Ici, elle s'arrêta. Elle aussi, était à bout, et les larmes qui jaillirent de ses yeux ruisselaient sur ses joues. J'étais moi-même plus remué que je ne puis le dire. C'était vraiment ma Margaret; et dans la conscience de sa présence mon cœur bondit. Mon bonheur m'inspira de l'audace et j'osai dire ce que je considérais avec crainte comme impossible; quelque chose qui attirerait l'attention de Mr. Trelawny sur ce que j'imaginais être la double existence de sa fille. Je pris la main de Margaret, y déposai un baiser, et dis à son père:

– Eh bien, monsieur! elle n'aurait pu parler avec plus d'éloquence si l'esprit de la Reine Tera elle-même s'était trouvé en elle pour suggérer et animer ses pensées!

La réponse de Mr. Trelawny me bouleversa simplement de surprise. Elle me fit comprendre que sa pensée avait suivi exactement le même chemin que la mienne.

– Et si cela était? Je sais très bien que l'esprit de sa mère est en elle. S'il se trouve également en elle l'esprit de la grande et merveilleuse Reine, alors elle ne sera pas moins chère, mais doublement chère à mon cœur. N'ayez aucune crainte pour elle, Malcolm Ross. Du moins, n'ayez pas plus peur pour elle que pour le reste d'entre nous!
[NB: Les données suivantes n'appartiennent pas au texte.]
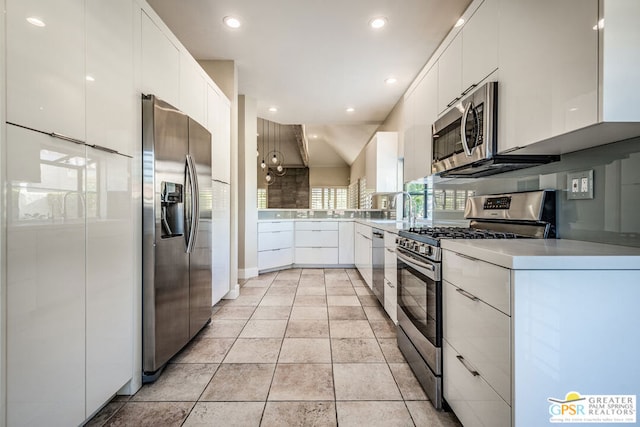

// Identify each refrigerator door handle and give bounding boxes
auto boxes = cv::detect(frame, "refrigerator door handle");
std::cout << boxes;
[186,154,200,254]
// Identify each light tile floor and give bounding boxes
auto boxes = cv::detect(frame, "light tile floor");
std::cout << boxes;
[87,269,460,427]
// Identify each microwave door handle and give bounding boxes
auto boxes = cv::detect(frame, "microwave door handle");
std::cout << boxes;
[460,101,473,157]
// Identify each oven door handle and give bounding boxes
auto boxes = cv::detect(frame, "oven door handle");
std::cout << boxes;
[396,247,440,281]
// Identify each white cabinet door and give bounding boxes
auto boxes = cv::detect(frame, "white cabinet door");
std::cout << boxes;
[211,181,231,304]
[338,221,355,264]
[498,0,598,151]
[85,0,140,156]
[141,11,180,106]
[6,0,85,141]
[461,0,500,93]
[442,340,511,427]
[6,126,86,425]
[207,85,231,183]
[179,52,207,126]
[412,64,438,179]
[402,90,419,182]
[438,33,462,113]
[85,148,136,417]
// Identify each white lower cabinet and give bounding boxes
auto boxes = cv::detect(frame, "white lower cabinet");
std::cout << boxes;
[442,340,511,427]
[258,221,293,271]
[295,221,339,265]
[338,221,355,265]
[384,231,398,324]
[442,250,512,426]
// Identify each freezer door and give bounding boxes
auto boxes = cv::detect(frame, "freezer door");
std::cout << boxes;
[142,96,190,373]
[189,119,212,337]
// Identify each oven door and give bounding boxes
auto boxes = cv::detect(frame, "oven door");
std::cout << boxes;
[431,82,497,173]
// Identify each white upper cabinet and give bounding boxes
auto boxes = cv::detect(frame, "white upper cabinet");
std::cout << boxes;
[85,0,135,156]
[403,63,438,182]
[207,85,231,183]
[438,32,462,112]
[2,125,87,426]
[6,0,85,141]
[141,11,180,107]
[180,52,207,126]
[461,0,499,94]
[498,0,607,152]
[365,132,398,193]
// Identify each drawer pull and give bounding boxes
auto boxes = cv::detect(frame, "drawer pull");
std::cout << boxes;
[454,252,478,261]
[456,288,480,301]
[456,355,480,377]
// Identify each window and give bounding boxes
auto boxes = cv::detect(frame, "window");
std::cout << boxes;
[258,188,267,209]
[311,187,349,209]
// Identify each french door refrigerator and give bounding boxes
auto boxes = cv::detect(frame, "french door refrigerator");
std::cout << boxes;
[142,95,212,382]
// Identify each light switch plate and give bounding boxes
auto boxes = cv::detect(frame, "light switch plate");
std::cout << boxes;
[567,169,593,200]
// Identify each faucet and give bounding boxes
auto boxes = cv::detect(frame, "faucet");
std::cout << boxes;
[394,191,417,227]
[62,191,86,222]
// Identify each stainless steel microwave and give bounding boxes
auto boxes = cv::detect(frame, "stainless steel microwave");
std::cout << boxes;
[431,82,560,178]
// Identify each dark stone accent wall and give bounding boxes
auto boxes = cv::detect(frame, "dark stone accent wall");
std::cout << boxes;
[267,168,310,209]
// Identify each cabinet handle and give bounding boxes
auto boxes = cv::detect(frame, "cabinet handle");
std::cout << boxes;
[447,97,460,108]
[454,252,478,262]
[456,288,480,301]
[456,355,480,377]
[462,83,478,96]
Margaret continua sur le même thème; elle se mit si vite à parler qu'elle donnait l'impression d'enchaîner sur l'argumentation de son père, et non de l'avoir interrompu.

– N'ayez aucune crainte particulière pour moi, Malcolm. La Reine Tera sait, et ne nous fera aucun mal. Je le sais! Je le sais aussi vrai que je suis perdue dans les profondeurs de mon amour pour vous! Il y avait dans sa voix quelque chose de si étrange que je me hâtai de regarder ses yeux. Ils étaient aussi brillants que jamais, mais la pensée intérieure de Margaret était pour moi cachée par un voile, comme on l'observe dans les yeux des lions.
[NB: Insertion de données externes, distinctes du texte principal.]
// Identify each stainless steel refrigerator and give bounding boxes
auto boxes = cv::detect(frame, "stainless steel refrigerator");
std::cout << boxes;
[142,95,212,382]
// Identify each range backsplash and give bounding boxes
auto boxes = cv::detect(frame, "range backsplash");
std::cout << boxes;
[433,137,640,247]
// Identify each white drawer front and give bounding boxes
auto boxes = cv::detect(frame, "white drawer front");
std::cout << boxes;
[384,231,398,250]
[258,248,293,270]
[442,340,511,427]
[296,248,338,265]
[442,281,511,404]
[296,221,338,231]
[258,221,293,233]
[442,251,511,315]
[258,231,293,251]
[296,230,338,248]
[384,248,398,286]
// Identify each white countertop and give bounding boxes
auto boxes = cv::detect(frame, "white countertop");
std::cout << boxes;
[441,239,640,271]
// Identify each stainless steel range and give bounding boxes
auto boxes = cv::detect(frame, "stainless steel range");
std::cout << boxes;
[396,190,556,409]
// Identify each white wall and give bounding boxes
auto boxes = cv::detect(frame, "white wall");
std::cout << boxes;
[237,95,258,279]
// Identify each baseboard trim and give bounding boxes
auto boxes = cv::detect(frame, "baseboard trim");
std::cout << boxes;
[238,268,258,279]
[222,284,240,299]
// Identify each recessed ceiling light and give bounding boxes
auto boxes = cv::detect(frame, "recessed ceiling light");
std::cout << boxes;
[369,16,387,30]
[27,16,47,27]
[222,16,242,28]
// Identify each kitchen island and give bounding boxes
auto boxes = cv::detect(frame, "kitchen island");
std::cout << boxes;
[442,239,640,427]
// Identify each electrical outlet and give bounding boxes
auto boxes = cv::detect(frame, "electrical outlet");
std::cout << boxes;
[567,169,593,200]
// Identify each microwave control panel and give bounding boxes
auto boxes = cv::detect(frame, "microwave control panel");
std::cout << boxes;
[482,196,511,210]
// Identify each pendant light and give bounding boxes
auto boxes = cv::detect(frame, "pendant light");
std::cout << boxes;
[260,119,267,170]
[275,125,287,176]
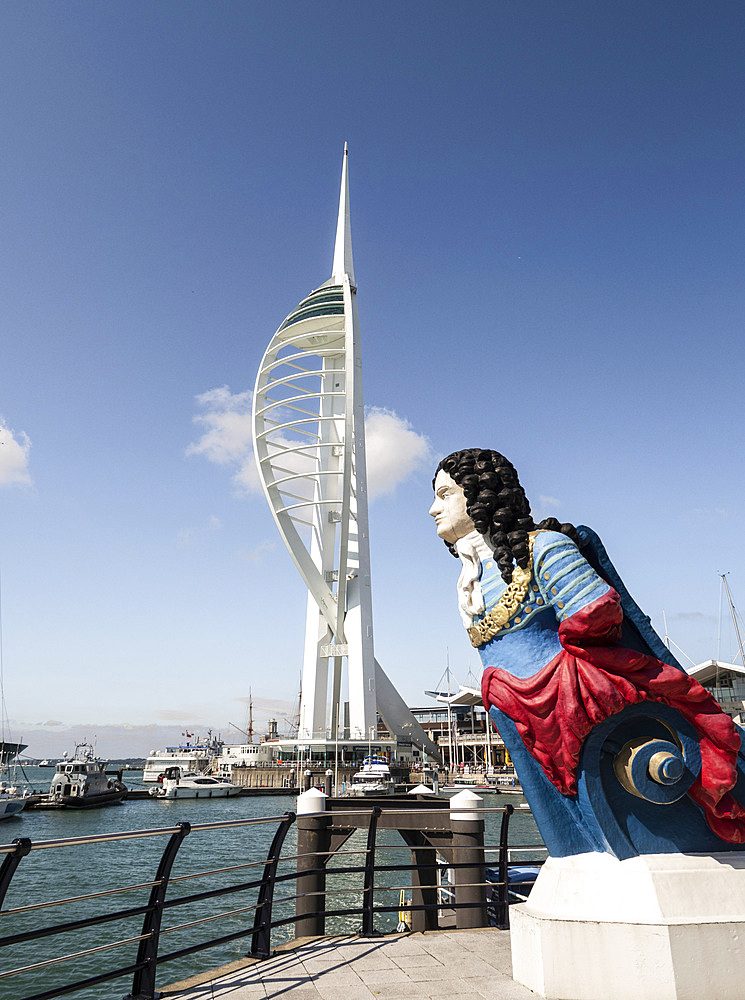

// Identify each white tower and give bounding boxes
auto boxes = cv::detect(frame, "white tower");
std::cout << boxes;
[253,144,439,756]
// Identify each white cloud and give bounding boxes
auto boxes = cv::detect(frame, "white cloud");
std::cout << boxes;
[186,385,261,492]
[186,386,432,499]
[0,418,31,486]
[365,406,432,499]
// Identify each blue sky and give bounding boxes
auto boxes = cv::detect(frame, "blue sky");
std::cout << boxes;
[0,0,745,755]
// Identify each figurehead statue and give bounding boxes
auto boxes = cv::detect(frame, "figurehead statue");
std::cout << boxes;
[430,448,745,859]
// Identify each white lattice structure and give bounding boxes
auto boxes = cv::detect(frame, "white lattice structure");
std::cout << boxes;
[253,146,436,754]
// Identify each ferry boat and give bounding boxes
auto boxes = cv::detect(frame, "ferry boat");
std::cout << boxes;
[148,767,241,800]
[142,733,223,784]
[345,754,396,796]
[0,781,28,820]
[46,743,127,809]
[212,742,274,781]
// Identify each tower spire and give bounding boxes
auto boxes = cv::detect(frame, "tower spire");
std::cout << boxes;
[331,142,355,285]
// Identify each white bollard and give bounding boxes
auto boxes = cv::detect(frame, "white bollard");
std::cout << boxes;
[450,788,484,819]
[296,788,326,816]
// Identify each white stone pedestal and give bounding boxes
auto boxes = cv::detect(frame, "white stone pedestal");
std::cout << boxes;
[510,851,745,1000]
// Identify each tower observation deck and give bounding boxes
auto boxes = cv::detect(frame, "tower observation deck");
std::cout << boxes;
[253,145,439,757]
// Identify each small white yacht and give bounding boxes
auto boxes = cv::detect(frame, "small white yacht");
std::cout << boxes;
[0,781,28,820]
[148,766,241,800]
[346,754,396,796]
[142,732,222,783]
[0,737,29,820]
[49,743,127,809]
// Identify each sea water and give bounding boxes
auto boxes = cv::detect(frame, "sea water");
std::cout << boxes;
[0,768,540,1000]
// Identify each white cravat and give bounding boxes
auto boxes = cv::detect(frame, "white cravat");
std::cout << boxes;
[455,528,494,628]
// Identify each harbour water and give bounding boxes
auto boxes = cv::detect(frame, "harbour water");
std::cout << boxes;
[0,768,540,1000]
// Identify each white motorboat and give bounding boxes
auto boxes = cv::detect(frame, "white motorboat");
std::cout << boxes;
[345,754,396,796]
[48,743,127,809]
[142,732,222,784]
[0,781,28,820]
[148,767,241,800]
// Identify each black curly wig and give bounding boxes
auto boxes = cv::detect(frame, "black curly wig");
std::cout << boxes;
[432,448,579,583]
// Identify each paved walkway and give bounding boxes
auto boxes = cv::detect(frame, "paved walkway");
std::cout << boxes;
[161,928,536,1000]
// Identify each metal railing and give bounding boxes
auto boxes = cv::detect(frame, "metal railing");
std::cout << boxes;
[0,805,542,1000]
Et puis les deux autres hommes arrivèrent, et l'on changea de conversation.

Chapitre XIX LA LEÇON DU «KA»

Ce soir-là, nous sommes tous allés nous coucher de bonne heure. La nuit suivante serait une nuit d'anxiété, et Mr. Trelawny estimait que nous devions prendre tout le repos que pouvait nous procurer le sommeil. J'avais l'impression d'entendre les aiguilles de la pendule tourner sur le cadran. Je vis l'obscurité se dissiper peu à peu, tourner au gris de l'aube, puis la lumière se faire, sans que rien vienne interrompre ou faire dévier le cours de mes pensées lamentables. Finalement, dès que cela fut décemment possible sans craindre de déranger mes compagnons, je me levai. Je me glissai dans le couloir pour vérifier que tout allait bien chez les autres; car nous nous étions arrangés de telle sorte que la porte de chacune de nos chambres devait rester légèrement entrouverte pour que tout bruit suspect pût être facilement entendu.